We asked people who currently and formerly misused opioids to share their stories related to the opioid overdose epidemic. We expected that some participants’ stories might have been rehearsed in a manner that echoes a history of participation in mutual aid groups (such as Narcotics Anonymous) and repeatedly sharing their experiences. For the most part, participant’s stories were not polished stories; instead, they varied in detail, were sometimes halting, and did not always emerge chronologically. Participants were able to highlight what they thought was most important to understand about their story. These aspects of their stories are reflected in our themes.

Participants described six categories of events or circumstances they attributed to the beginning of their personal opioid misuse story. These included (1) introduction to opioids through illicit opioids (mentioned by 9); (2) introduction to opioids through prescriptions (11); (3) using other substances (12); (4) starting substance use when young (11), (5) introduction to opioids by partner (6); (6) self-medication for physical or psychological pain (16). Building from these categories, we looked further into the framing, context, and elaborations contained in the participants’ stories and identified the following main themes regarding participants initiation and subsequent continuation of opioid misuse: (1) social and familial contexts that normalized or accepted opioid misuse; (2) an inability to cope with either physical or mental pain; and (3) feeling that opioids allow one to feel psychologically “normal”.

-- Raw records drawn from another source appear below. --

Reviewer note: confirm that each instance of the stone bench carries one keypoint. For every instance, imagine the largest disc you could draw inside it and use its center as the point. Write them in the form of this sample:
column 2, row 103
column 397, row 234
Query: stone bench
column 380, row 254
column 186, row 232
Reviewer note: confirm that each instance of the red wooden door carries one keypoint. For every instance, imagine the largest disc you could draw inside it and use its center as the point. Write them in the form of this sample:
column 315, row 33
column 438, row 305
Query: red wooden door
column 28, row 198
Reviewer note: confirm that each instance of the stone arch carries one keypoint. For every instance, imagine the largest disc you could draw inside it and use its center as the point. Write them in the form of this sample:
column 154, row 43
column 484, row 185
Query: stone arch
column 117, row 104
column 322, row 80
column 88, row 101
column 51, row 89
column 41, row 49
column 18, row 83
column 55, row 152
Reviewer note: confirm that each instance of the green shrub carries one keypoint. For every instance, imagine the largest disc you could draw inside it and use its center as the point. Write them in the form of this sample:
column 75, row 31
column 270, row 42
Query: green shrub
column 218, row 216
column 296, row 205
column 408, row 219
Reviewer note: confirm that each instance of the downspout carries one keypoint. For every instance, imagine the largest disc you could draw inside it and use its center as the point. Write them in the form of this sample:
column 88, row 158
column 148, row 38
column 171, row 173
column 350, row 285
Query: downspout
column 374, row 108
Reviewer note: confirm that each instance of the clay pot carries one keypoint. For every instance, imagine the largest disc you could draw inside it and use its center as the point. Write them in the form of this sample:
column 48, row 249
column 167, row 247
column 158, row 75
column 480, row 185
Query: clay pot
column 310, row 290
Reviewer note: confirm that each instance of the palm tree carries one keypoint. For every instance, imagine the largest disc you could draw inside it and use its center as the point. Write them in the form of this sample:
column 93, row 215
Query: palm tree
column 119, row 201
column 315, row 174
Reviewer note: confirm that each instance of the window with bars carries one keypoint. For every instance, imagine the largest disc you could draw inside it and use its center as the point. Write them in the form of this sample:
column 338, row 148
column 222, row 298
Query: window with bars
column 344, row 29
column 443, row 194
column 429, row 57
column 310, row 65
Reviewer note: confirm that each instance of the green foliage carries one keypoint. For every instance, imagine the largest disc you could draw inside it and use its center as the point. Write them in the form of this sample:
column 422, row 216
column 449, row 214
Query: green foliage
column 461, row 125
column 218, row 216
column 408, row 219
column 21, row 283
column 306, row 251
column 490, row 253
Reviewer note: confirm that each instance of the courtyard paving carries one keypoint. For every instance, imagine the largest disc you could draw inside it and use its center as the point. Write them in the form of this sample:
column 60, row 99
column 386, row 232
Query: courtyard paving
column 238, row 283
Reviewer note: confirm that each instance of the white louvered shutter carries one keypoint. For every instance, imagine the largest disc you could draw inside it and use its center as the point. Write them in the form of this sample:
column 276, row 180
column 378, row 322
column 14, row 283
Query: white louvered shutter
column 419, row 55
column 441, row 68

Social and familial contexts that normalize or accepted opioid misuse

Participants described the complex contexts and relationships in which their introduction to substance use occurred and intensified. Many described initiating substance use at a young age, often with alcohol and marijuana before and simultaneously with opioids. Polysubstance use was the second most frequently mentioned circumstance in participants’ stories of starting opioid misuse. In several cases, participants disclosed all substances used, identifying alcohol and marijuana as initial substances with a progression or escalation to opioids.

Participants often described initial use of alcohol and marijuana as occurring in social contexts where substance use was modeled by peers and access to substances easy. There was also a perception that education around drug and alcohol use was lacking. Alcohol use prior to a transition to drug use was discussed in eleven interviews. In several cases participants described having easy access to alcohol during adolescence either at home or in the homes of friends:

Ah man, growing up it was uh, it was not good. I mean my childhood- I haven’t been sober off all substances since I was thirteen years old, since I was able to start drinking with my friends and just hanging out. [male, 36]

I drank myself to my first blackout when I was 8. We were like the bartenders at a birthday party. Bartending, you learned, you sipped the foam off because everyone wanted it just to be perfect. [male, 45]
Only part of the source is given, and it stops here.